Спартак в недоумении переводил взгляд с сестры на Илью, потом махнул рукой и уныло сказал:
— Черт с вами. Пойду в ванну. Напьюсь сегодня, как сорок тысяч братьев.
Он ушел, прикрыв за собой дверь.
Илья взял картофелину и принялся чистить ее, продолжая говорить все так же мерно, будто лекцию читал:
— Ты, кажется, любишь хамство. Бывают и такие дамы. На хамство я тоже большой мастер… Так вот, моя дорогая лысая гологоловая Мисс Мира. Никакой большой трагедии в облысении при твоей роже, с твоим экстерьером, статью и жгучей сексуальностью я не вижу. Никакой трагедии нет и быть не может. Твой братец сам купается в вонючем болоте неудачника и туда же окунает и тебя. Без всяких на то оснований.

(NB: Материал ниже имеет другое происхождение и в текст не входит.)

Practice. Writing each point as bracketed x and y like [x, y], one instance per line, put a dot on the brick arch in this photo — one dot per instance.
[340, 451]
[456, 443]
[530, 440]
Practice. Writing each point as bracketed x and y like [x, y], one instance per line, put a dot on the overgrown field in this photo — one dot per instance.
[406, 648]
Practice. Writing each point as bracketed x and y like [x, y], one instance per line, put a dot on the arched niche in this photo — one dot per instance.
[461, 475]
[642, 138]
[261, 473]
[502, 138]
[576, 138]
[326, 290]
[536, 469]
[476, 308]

— Я — урод, — сквозь зубы выговорила она, не шелохнувшись.
— Неужели?! — удивленно спросил Илья. — Как раз наоборот. Просто ты — НЕ ТАКАЯ, КАК ВСЕ. А вовсе не урод. А коли хочешь — ты урод. Но красивый, сказочный, оригинальный, фантастический урод — что по законам этой самой эстетики оказывается куда как выше и хлеще стандартной красоты.
— Чушь, — коротко, словно выплюнула, отозвалась Валерия.

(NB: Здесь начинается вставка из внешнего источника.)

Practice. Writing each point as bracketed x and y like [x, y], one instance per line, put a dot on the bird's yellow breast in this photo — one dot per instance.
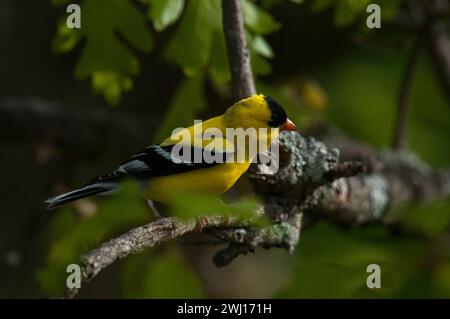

— Вот как? А тебе негры нравятся, ты их любишь?
— Не думала об этом.
— Зря. С точки зрения людей белокожих, негры долгое время считались уродами. Поверь, что они, чернокожие, с такой же убежденностью держали за страшилищ нас, бледнолицых. Нас, с их точки зрения — носатых, тонкогубых и синюшных. А уж куда деться китайцам да японцам, у которых, по нашему пониманию, лица, словно дверью приплюснуты, плоские, как блин? Они НЕ ТАКИЕ, как мы, вот и все.
— Предположим. — Она взяла нож и тоже принялась чистить картошку. — Ну и что из этого?

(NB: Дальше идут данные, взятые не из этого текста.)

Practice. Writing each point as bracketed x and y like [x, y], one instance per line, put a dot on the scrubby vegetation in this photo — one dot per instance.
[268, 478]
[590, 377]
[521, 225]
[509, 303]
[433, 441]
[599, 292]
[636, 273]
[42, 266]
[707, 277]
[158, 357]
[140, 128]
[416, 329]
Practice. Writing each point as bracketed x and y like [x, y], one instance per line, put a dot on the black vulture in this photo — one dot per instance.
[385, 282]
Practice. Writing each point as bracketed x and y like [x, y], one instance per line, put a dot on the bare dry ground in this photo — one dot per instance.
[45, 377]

— А только то, что ты ни в чем не ограничена, ни в чем не ущемлена в жизни, если по глупому страху не ограничиваешь и не ущемляешь себя сама. У тебя такие же возможности, как у всех иных прочих.
— Это — теория, — с трудом возразила она. — А на практике…
— На практике — и того больше! Косые, хромые, слепые, кривоногие, лысые и волосатые, горбатые и безногие добиваются всего, чего хотят, потому что не думают о своих якобы недостатках.
— Вы говорите о мужчинах. А женщина с голой головой…
— …имеет на старте жизненной гонки, — подхватил Илья, — достаточные и явные преимущества!
— Это — слова, — помолчав, возразила она. — А я не могу выйти на улицу, не могу завести друзей, подруг. Потому что надо либо скрывать свою тайну под париком, либо выслушивать слова сочувствия.
— Эта искусственно созданная тайна тебя и губит. Ты прячешься от жизни, замкнулась в своем мире, что тоже в общем-то — дорога. Не хуже других, согласен. Можно жить и в своем замкнутом пространстве. Люди иногда спасаются пьянством, наркоманией, развратом… Иные сейчас попросту уходят в монастырь. Одна моя расчудесная знакомая придумала, что ее забросили сюда с планеты Сириус, и чувствует себя в своем земном существовании — распрекрасно! Даже чересчур.
— Легко рассуждать со стороны. — В ее голосе чуть заметно прозвучала неуверенность.
— А со стороны, так я, пожалуй, в десять раз больший урод, чем ты! Ежели по стандартным меркам покопаться в моей сущности. Плюй на то, что кто-то похихикает да заткнется. Идеален был только Христос, да и тот нахулиганил в храме, когда погнал оттуда купцов да продавцов, пораскидал их прилавки, за что ему была бы положена сегодня отсидка в каталажке, как злостному хулигану.